I returned to DC on Monday and my intention was to visit Ellen at the Rehab Center and see how she was doing.  The plan was that she would be there for a while to regain her mobility and then go home.  As I was driving I decided to call Ellen's daughter to see how things were going.  

She let me know that the Rehab Center wanted to call 911 and have an ambulance take  Ellen to Suburban Hospital.  Ellen's white blood cell count was high and they felt she needed to be taken there even though her primary doctor was affiliated with Georgetown University Hospital (GUH).  We were told that the Montgomery County ambulance would not take her to GUH which is located in Washington, D.C.  The only way Ellen could get to GUH was by hiring a private ambulance. And so we did.

So once again Ellen, her daughter, and I were on our way back to the ER.  This time I  let the Georgetown staff know we were coming ahead of time.  We were glad that Ellen was put in the same area designated as Fast Track B. We chuckled about what "Fast Track" means.  
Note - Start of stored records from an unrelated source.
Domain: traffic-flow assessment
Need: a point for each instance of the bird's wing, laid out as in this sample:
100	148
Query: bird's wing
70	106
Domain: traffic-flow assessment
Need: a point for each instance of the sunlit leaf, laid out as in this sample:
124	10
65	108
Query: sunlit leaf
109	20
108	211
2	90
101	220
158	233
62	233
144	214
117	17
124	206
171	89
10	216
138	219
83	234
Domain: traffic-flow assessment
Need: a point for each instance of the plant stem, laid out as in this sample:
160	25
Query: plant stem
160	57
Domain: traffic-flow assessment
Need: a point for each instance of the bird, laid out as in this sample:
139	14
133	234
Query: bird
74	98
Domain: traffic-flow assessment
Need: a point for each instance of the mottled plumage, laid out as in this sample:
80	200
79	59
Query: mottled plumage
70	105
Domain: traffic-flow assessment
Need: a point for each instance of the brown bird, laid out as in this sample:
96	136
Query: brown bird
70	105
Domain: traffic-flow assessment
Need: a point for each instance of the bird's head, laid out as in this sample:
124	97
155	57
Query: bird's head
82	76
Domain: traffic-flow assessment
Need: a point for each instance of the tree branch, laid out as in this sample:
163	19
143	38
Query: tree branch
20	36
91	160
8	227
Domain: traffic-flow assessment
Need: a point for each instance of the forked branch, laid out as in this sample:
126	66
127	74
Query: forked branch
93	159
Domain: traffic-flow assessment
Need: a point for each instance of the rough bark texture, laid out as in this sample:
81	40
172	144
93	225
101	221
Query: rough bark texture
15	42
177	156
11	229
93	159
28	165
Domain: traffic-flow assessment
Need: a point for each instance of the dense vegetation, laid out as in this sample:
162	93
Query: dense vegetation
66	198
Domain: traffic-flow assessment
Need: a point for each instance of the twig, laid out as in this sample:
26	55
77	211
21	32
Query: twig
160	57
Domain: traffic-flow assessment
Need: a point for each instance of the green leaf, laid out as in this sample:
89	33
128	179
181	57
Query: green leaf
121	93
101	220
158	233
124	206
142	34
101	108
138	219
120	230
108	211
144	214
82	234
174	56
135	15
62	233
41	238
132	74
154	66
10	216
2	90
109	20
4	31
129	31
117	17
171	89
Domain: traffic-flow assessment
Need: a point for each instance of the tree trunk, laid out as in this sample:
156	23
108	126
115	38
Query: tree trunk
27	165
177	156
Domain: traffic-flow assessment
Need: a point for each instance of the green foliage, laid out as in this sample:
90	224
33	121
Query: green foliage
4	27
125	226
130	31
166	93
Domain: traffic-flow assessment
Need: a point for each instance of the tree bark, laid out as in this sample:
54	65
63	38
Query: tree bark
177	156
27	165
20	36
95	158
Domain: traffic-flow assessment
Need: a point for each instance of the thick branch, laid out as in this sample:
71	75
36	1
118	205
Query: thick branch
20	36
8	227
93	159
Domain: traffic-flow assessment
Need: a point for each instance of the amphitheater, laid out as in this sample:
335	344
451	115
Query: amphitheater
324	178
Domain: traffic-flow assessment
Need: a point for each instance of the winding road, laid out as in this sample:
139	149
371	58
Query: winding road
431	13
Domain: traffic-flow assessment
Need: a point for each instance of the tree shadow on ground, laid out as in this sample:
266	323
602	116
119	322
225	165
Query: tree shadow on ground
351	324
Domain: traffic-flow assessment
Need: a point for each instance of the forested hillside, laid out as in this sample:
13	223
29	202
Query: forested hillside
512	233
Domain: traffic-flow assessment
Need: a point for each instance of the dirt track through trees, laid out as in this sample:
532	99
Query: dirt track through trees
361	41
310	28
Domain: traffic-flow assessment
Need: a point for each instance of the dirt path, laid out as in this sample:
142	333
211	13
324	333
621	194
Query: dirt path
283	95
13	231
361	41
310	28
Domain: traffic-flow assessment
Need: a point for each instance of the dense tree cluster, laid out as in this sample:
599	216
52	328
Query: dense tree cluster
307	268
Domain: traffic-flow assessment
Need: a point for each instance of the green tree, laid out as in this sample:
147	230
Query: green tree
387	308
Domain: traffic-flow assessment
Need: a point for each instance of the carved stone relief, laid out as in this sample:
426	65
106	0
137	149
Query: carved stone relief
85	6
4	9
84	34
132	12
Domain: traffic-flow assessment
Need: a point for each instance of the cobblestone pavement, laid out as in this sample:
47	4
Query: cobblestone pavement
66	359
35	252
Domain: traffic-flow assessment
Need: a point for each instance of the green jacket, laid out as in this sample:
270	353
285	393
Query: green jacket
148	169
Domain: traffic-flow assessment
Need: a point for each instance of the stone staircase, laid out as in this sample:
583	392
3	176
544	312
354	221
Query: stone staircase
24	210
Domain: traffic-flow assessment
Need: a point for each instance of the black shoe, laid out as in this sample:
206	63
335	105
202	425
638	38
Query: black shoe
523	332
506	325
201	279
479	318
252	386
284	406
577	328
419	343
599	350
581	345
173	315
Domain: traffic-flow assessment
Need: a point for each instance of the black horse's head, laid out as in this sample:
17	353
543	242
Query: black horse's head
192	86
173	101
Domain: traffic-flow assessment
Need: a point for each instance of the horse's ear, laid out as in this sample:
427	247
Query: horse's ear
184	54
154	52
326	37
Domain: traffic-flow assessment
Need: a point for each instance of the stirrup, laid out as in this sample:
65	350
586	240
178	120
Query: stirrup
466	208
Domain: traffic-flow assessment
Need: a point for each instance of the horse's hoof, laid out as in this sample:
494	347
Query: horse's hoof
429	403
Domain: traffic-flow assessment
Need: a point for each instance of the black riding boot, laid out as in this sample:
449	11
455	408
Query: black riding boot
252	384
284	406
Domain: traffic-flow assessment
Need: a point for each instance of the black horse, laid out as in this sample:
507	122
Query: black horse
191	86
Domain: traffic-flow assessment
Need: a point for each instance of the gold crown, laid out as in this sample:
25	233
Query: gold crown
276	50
This time Ellen had a wonderful nurse (Jason) who did all he could to make her comfortable.  The 4th year resident (Bobby) had a good disposition and was very patient with her. Ellen had blood drawn, ultrasound of a swollen leg, chest x-ray, and answered many questions. The physician on duty told us that her white blood cell count should not have been alarming as that may have occurred because of some of the medicines she was taking.

In the end they released her to go back to the Rehab Center.  There was nothing wrong with her or perhaps more accurately there was nothing found that could be fixed. Consequently, at 2:20am on Tuesday Ellen was transported back to the Rehab Center by the regular ambulance service.  On Thursday at 1:45pm Ellen died.